Esa misma tarde, cuando Pilar y Toby habían terminado con la extracción de miel, y Pilar estaba dando las gracias a la colmena y a la abeja reina por su cooperación, Zeb subió por la escalera de la salida de incendios. Llevaba una chaqueta de polipiel negra de las que gustaban a los moteros solares. Hacían cortes a las chaquetas para que circulara el aire caliente mientras iban en moto, pero en ésa había cuchilladas extra.

—¿Qué ha pasado? —preguntó Toby—. ¿Qué puedo hacer?

Zeb tenía las manazas aferradas al estómago; le brotaba sangre de entre los dedos. Toby se mareó un poco, pero al mismo tiempo sintió la urgencia de decir: «No gotees sangre a las abejas.»

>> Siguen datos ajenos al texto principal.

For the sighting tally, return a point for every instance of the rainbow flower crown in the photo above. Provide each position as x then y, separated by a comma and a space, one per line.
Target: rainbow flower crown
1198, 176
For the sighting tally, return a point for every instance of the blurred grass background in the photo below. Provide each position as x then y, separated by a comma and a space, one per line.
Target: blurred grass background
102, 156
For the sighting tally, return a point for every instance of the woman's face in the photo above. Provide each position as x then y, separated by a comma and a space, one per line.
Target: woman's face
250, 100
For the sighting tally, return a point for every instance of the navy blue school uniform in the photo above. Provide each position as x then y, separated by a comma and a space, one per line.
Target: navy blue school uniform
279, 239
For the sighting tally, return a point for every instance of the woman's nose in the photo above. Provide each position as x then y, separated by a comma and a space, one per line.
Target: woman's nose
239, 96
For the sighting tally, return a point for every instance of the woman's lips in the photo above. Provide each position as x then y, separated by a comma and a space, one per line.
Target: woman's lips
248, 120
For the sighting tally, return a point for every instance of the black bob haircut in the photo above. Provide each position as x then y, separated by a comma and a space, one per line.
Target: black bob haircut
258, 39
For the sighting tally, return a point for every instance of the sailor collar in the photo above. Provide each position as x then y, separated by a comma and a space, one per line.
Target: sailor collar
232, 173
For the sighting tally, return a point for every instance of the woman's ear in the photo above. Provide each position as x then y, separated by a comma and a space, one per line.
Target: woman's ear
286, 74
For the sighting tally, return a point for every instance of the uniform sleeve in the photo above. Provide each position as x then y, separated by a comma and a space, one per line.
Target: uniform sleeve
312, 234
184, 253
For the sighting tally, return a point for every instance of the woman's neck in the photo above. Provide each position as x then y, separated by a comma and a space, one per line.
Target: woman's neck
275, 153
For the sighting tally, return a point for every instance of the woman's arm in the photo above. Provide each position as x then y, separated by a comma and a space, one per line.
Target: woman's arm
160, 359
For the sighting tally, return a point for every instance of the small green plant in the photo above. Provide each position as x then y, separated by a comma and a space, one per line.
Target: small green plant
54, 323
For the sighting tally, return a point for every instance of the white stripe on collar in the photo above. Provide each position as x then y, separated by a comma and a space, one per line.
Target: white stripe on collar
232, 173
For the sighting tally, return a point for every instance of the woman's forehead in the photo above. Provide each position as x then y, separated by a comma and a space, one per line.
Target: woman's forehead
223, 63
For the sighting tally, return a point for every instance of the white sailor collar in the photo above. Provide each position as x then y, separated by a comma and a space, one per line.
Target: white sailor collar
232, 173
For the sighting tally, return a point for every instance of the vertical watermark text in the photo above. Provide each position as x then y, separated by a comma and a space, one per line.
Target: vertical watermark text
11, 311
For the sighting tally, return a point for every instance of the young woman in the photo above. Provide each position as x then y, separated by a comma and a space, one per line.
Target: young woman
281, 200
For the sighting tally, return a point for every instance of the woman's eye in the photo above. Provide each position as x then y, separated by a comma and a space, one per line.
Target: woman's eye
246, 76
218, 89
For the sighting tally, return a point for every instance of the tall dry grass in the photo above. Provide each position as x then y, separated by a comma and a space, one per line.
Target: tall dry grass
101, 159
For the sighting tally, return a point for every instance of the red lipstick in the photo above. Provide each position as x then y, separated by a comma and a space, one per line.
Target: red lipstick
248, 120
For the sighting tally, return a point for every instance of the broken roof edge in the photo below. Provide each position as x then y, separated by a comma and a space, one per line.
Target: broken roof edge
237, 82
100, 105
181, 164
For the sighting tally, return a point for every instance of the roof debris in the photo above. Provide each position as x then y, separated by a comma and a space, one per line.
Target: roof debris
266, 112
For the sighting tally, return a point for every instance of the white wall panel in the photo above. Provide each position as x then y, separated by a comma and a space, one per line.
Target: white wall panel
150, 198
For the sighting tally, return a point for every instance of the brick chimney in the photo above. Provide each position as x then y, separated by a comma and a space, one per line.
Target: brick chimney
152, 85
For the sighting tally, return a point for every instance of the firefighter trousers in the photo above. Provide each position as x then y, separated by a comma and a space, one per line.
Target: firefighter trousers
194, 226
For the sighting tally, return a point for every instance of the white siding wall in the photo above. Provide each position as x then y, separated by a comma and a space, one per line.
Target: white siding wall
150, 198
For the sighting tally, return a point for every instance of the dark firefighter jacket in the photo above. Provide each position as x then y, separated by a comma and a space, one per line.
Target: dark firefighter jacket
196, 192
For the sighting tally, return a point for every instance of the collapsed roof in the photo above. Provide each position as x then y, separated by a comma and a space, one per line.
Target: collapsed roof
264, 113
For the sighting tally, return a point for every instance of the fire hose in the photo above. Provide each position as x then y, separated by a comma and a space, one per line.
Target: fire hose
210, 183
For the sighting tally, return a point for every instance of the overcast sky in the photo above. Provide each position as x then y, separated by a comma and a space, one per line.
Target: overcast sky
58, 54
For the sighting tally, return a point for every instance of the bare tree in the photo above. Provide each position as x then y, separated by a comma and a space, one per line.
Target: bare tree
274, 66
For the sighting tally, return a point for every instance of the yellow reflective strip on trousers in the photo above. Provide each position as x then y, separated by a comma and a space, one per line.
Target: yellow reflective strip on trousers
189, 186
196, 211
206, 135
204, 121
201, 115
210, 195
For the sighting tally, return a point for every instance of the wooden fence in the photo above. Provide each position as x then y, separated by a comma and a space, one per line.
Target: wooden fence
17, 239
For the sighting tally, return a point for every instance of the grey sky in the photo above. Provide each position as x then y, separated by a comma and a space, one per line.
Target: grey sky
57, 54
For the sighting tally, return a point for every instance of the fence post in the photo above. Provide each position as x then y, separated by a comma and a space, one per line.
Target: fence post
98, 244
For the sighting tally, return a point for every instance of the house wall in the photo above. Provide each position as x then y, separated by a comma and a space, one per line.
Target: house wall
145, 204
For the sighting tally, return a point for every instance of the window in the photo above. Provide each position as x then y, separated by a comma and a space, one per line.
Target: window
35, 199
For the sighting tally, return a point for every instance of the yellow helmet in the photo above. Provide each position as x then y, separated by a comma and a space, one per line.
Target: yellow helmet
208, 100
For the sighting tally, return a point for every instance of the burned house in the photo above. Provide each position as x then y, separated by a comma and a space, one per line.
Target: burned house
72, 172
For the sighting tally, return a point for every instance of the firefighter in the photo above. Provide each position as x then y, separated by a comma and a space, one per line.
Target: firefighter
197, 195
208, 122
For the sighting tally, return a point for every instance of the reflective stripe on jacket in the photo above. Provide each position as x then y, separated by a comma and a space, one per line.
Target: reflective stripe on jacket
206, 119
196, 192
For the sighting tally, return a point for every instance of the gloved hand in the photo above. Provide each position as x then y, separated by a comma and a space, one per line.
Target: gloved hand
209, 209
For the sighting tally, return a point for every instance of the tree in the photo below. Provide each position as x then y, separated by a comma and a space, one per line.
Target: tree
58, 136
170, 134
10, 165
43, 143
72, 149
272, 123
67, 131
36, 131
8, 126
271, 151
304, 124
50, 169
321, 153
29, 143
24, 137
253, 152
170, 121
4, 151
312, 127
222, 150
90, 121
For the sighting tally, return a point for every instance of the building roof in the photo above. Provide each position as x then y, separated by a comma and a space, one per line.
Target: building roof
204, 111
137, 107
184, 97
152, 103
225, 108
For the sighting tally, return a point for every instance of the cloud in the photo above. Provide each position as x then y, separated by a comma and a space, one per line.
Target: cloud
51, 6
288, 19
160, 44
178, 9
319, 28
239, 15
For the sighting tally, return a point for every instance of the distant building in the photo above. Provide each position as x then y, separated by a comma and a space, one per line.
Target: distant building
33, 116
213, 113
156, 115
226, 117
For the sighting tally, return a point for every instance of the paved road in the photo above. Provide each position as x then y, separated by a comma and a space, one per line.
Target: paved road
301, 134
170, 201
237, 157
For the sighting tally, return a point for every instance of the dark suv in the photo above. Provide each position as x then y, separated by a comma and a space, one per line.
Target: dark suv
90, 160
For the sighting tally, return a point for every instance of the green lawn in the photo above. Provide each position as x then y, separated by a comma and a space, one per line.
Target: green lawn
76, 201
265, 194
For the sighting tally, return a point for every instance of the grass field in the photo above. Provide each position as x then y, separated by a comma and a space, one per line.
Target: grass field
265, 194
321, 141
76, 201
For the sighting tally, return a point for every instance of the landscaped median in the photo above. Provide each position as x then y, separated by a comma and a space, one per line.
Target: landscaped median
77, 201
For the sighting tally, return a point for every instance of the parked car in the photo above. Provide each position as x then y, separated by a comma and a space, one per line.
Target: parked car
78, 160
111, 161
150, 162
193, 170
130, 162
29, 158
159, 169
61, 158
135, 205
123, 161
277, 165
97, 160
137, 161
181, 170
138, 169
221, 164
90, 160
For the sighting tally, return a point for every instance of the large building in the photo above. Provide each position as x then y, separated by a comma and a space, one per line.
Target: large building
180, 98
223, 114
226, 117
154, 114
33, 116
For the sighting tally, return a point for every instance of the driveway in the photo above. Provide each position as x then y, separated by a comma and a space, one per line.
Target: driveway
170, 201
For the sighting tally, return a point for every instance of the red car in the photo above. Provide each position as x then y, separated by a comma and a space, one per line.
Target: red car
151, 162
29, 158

—Me he caído y me he cortado —dijo Zeb—. Con cristales rotos. —Respiraba con dificultad.

—Eso no me lo creo —dijo Toby.

—No esperaba que lo hicieras —repuso Zeb, sonriéndole—. Toma —le dijo a Pilar—. Te he traído un regalo. Un especial de SecretBurgers.

Metió la mano en el bolsillo de su chaqueta de polipiel y sacó un puñado de carne picada. Por un momento, Toby tuvo la horrible impresión de que era carne del propio Zeb, pero Pilar sonrió.

—Gracias, querido Zeb —dijo—. ¡Siempre puedo confiar en ti! Ven conmigo, te curaremos. Toby, ¿puedes ir a buscar a Rebecca y pedirle que traiga papel de cocina limpio? Y a Katuro. Que venga también.

No parecía en absoluto nerviosa por la visión de la sangre.

¿Qué edad tendré antes de poder estar así de tranquila?, pensó Toby. Se sentía vulnerable como porcelana china.